The notes in italics are from the county coordinator, Shelley Green. Please e-mail me if you have questions.
On 4/11/91, there was an article in the Wausau Daily Herald, about a skull that had been found at an excavation site at the corner of Grand Avenue and Thomas Street. This is currently the site of our Hammond Park. The article by Meg Jones, states in part:
"The skull was found on the site of Wausau's first cemetery, according to M. C. Historical Society Director Tom Schleif. The cemetery was built in the 1840's, shortly after the first sawmill was built in Wausau in 1839.
In 1881, a flood washed out several bodies buried at the cemetery. The coffins were plucked out of the river and reburied at Pine Grove Cemetery, Schleif said."

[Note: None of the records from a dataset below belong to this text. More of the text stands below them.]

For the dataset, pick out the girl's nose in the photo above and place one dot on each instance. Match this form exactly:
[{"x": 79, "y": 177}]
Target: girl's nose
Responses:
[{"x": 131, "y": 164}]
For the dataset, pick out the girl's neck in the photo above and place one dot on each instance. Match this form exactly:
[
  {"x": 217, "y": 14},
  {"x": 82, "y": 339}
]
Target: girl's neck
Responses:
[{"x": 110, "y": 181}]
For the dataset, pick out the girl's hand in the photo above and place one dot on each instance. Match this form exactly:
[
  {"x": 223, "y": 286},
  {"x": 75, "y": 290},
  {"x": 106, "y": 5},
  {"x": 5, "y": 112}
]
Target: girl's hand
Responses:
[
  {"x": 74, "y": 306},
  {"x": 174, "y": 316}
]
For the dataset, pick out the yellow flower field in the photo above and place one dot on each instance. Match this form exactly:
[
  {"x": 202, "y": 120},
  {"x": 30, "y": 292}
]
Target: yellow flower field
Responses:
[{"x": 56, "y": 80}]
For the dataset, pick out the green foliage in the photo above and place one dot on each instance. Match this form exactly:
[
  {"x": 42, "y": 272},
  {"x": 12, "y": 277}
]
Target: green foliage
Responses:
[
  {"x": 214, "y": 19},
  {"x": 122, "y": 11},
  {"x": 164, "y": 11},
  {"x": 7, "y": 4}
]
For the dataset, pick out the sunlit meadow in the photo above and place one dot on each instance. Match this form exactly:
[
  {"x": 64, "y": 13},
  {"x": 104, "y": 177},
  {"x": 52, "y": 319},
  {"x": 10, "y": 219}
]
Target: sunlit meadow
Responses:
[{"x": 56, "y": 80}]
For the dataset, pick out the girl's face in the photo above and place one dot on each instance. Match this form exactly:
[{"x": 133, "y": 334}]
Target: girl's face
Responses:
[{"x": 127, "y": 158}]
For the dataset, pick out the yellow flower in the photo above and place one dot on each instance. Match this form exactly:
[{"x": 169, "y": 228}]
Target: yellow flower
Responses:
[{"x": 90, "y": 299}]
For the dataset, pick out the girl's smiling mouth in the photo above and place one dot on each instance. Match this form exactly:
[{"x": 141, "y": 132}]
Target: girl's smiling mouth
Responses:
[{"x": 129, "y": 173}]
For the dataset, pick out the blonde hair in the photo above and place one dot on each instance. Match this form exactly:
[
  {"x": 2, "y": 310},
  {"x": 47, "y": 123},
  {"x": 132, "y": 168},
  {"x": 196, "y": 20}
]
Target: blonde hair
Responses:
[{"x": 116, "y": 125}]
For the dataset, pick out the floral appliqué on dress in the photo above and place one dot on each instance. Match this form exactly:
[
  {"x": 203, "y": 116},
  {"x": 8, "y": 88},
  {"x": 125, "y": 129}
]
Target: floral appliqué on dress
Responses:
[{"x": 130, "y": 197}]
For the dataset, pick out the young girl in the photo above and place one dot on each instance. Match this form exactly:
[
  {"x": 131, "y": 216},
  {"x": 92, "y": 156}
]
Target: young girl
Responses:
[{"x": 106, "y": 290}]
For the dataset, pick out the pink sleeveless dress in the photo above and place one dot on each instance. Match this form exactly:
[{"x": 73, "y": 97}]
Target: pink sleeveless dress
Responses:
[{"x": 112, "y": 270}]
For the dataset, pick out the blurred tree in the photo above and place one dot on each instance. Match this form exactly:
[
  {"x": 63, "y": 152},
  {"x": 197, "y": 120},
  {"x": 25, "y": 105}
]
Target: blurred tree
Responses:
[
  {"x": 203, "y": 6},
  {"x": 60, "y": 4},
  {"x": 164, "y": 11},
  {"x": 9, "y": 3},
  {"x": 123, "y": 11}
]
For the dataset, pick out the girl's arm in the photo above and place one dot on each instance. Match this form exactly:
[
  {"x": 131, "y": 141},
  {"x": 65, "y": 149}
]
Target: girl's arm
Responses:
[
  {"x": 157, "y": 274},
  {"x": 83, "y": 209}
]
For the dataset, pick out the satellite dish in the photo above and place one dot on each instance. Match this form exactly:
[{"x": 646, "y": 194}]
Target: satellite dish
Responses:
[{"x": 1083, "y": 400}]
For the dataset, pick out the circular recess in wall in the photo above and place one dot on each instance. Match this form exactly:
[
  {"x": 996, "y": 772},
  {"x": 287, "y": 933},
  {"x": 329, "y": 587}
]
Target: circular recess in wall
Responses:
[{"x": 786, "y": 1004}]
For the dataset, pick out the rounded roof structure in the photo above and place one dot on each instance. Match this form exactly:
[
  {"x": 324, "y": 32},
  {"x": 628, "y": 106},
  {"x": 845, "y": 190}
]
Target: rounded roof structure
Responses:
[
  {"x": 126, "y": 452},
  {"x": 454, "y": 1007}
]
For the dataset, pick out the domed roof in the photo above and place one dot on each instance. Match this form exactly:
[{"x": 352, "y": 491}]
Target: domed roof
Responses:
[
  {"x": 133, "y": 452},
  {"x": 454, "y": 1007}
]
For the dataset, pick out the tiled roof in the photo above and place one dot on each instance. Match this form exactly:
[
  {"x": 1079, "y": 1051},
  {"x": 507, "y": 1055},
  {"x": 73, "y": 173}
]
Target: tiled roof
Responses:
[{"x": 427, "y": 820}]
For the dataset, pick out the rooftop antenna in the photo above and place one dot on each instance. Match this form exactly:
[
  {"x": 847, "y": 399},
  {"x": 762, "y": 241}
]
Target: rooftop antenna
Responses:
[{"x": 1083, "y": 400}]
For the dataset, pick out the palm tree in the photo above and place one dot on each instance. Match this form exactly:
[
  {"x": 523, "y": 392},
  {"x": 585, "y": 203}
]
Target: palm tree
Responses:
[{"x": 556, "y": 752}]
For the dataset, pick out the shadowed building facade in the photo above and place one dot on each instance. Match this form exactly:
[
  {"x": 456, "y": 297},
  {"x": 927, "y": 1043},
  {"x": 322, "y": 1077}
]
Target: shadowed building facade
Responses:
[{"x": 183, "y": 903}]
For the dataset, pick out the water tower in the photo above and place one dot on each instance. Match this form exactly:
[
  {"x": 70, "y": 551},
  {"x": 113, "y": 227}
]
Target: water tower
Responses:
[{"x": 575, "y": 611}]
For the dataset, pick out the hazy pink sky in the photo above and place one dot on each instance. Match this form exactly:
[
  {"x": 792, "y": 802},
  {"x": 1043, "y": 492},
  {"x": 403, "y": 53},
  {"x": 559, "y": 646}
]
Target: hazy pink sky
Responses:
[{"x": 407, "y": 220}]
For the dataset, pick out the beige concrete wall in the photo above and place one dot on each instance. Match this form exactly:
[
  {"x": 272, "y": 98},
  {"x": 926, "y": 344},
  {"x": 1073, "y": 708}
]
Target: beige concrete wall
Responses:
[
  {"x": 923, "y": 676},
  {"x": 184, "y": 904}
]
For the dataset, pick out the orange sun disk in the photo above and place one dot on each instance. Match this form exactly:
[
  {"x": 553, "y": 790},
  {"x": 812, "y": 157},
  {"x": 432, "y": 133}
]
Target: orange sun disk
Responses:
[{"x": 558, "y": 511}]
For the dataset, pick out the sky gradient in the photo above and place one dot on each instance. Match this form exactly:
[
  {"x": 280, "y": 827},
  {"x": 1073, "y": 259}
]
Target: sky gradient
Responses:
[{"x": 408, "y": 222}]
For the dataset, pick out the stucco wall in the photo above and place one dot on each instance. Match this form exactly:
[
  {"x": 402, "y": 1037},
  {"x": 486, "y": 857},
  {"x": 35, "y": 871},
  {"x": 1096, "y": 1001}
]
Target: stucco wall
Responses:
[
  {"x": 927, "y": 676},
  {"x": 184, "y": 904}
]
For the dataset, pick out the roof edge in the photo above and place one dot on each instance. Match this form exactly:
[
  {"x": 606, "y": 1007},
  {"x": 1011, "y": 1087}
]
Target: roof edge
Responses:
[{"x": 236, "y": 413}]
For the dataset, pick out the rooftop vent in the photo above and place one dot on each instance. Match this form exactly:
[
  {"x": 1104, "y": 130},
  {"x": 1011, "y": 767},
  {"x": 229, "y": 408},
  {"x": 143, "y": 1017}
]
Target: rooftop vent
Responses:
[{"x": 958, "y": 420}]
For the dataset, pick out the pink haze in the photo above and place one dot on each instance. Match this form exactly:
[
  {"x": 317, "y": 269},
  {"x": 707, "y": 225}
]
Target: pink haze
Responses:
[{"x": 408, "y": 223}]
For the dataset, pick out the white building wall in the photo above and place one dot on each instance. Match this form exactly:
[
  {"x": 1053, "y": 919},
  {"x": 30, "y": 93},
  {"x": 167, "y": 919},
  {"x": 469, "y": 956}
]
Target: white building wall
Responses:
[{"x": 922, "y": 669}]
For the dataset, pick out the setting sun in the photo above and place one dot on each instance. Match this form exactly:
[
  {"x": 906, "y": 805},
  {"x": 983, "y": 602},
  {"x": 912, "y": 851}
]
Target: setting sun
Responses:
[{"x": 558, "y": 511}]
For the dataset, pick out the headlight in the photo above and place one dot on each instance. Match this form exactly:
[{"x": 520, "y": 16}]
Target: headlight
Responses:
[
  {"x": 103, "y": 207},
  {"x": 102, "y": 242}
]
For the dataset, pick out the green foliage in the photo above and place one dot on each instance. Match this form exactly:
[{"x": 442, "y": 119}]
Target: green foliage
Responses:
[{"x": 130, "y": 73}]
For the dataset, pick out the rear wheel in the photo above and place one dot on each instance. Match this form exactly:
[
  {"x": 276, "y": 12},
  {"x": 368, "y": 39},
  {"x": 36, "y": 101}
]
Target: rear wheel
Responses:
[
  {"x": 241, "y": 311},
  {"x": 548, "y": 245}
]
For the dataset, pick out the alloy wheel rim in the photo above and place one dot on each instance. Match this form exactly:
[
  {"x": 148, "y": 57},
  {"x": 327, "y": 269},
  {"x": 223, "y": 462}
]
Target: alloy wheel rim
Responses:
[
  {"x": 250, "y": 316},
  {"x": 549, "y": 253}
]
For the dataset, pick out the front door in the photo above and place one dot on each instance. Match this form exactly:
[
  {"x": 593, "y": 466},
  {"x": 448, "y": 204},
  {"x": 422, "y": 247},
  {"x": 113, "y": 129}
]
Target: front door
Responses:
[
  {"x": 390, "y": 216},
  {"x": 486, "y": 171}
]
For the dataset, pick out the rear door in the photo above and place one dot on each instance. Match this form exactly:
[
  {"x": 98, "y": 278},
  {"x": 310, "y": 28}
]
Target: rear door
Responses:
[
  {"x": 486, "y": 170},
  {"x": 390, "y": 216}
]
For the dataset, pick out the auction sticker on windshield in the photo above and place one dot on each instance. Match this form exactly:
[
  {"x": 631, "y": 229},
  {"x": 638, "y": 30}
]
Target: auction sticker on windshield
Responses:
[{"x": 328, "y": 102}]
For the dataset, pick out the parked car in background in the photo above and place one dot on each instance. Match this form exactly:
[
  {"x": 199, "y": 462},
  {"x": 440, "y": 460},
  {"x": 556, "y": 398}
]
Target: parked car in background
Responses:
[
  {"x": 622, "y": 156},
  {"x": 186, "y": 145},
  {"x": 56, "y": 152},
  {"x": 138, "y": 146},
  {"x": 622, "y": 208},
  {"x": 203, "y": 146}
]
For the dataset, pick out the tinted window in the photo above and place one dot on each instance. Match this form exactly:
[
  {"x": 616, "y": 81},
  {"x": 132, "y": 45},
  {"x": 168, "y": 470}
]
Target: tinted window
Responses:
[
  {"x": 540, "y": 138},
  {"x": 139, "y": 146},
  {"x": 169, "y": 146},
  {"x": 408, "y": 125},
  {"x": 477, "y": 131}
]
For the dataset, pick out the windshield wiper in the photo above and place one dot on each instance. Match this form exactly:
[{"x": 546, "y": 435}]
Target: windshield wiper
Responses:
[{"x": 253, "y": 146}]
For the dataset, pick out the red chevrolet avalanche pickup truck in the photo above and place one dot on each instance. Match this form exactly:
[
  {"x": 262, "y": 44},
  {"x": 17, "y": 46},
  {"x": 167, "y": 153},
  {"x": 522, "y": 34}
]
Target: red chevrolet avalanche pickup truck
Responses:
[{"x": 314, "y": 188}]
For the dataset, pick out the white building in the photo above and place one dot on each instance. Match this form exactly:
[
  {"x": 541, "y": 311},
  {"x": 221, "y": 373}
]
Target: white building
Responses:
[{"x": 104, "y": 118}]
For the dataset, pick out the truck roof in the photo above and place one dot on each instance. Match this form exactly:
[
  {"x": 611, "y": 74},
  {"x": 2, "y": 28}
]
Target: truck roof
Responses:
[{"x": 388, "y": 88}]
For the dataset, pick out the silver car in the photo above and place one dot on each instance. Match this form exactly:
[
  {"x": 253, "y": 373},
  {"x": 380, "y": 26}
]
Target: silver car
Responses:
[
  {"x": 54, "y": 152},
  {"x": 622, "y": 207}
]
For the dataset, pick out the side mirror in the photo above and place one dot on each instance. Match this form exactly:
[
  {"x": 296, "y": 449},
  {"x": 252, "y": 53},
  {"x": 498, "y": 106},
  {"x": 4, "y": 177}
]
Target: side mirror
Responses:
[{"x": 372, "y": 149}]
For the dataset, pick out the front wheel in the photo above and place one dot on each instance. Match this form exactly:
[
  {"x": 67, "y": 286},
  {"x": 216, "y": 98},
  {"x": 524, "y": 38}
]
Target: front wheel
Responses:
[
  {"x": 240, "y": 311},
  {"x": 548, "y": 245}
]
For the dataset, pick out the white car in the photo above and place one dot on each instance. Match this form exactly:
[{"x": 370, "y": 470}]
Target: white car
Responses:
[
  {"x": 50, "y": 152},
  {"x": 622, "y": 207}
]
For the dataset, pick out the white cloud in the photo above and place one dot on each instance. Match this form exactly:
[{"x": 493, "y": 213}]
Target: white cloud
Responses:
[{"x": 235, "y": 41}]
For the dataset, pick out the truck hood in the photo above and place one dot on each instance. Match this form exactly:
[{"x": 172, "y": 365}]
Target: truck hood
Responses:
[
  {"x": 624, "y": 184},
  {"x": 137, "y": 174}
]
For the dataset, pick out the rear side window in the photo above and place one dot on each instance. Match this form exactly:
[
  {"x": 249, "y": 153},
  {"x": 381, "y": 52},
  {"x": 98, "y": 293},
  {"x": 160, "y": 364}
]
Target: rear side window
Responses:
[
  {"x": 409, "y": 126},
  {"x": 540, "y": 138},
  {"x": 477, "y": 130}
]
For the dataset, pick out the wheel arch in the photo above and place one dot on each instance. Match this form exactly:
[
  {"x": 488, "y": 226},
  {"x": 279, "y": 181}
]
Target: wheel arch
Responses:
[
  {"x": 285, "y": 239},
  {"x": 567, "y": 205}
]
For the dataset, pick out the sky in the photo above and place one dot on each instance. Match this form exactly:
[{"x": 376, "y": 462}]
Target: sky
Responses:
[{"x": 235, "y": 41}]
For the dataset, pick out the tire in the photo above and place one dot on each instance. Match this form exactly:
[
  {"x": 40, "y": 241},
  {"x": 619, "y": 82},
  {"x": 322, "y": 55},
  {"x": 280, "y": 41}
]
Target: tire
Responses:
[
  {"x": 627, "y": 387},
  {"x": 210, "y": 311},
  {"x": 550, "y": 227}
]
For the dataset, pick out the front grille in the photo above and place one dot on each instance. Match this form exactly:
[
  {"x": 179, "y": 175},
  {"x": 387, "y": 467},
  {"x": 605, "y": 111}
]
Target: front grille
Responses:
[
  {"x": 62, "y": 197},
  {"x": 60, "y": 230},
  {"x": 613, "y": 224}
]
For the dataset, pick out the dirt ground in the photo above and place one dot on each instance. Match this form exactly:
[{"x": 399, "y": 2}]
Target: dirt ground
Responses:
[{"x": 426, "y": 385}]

From an unknown newspaper source of 8/9/1922
The first burial place in Wausau was at the corner of First and Scott Streets, where the Wegner store is located. The corner of First and Washington streets where the library is, was at one time an Indian burying ground. There was another place of burial at 211 First Street. A cemetery started in the 50's just south and adjacent to Columbia park (Shelley's note - I think this is the Hammond Park location referred to above) and in 1860, Judge W. H. Kennedy raised the money to purchase our present cemetery (note- this is Pine Grove) then forty acres. The first clearing was done by our citizens, and the women furnished the meals.
From Rib Mountain Echoes of 1967
Because all of this area was part of Portage County up to 1857, there are no real estate records at our Court House regarding our first cemetery. With the scant population at that time, it is obvious that on a very few were buried there.
Some time during the late 1840's a second cemetery was started at Grand Avenue and Strollers Lane. (note- this is the old name for Thomas St.)
With so much water in the area with only one outlet, the authorities realized the danger of the cemetery being washed away. In the late 1850's the Pine Grove Cemetery was established on forty acres of the Hinton property. More land has been added from time to time. Lot owners were notified to remove the bodies to Pine Grove Cemetery. When only some bodies had been moved a brush fire swept over the cemetery, burning all the wood markers. Now it was difficult to identify the graves. Stone markers were not available in our pre-railroad years.
The Civil War was raging and men were scarce. Cash to hire work done was even more scarce, so nothing could be done about the graves. That which had been feared happened. A cloudburst washed out a big ravine over one block long on the south end of Seymour Street, extending to Leubner Street on the other end. All the bodies that remained in the old cemetery were washed down the river.
(About Pine Grove from the same article)
The adult-size, white stone angel monument, close to Grand Avenue marks the grave of Lillie Berbaum. She was a victim of Typhoid fever after her twentieth birthday. Out of town relatives have painted the statue every summer.
A mausoleum, holding 304 crypts and five private family crypts, was erected in 1912. There are eight or nine private mausoleums on family lots.
In 1912, a new cemetery, Restlawn Memorial Park, was established to the north of Wausau. It has one private mausoleum for the Prehn family. (Note discrepancy in date of establishment - another article has the date as the 1930's. According to the Courthouse records, the cemetery was established in March of 1940. It is my personal opinion that the date is 1912 is wrong.)
This is from another article, copied from a book - source unknown.
Very little information is available on Wausau's first cemetery, reportedly located on low land near the intersection of Grand Avenue and Thomas Street. (Note- this is again the Hammond Park location). When the 1881 flood washed out coffins, bodies were moved to Pine Grove Cemetery. In later years the site was filled in and the grade raised for a bridge.
Forty acres of land for Pine Grove Cemetery were acquired in the late 1850's by Judge William Kennedy. It was designated 'Pine Grove" in 1904 when Neal Brown drew up the landscaping plan. Several structures in Pine Grove are notable for architectural interest. Built in 1912 are a medievally derived entrance gate and Egyptian Revival Mausoleum. (Note from Shelley - my grandfather's brother has 5 crypts within this mausoleum. Now it can only be entered with a key. As I am the last of my family descendants, a key is in my possession. The building has fallen on hard times - vandals have shot out the stained glass windows, and the roof is in disrepair. There are not enough descendants left alive to repair this building. The Cemetery Association is undertaking some of the repair.) Of unknown dating are a clapboard stick style and Gothic Revival Chapel and a couple of classically derived tombs.
St. Michael's Polish Cemetery, south of Pine Grove on Grand Ave., was first mentioned in 1891. The Jewish Cemetery across from Pine Grove had its first burial in January 1902, and the Restlawn Cemetery in the northern part of the city was created in the 1930s.
(Pine Grove has recently established a site on the Grand Avenue side, near the entrance to the cemetery, memorializing all the bodies that are buried there unmarked. Most of them are from the Hammond Park area, which were reburied in Pine Grove Cemetery, but others are from unmarked graves from various locations. There is a large stone, and benches in a circle around it, and it is a very attractive spot.)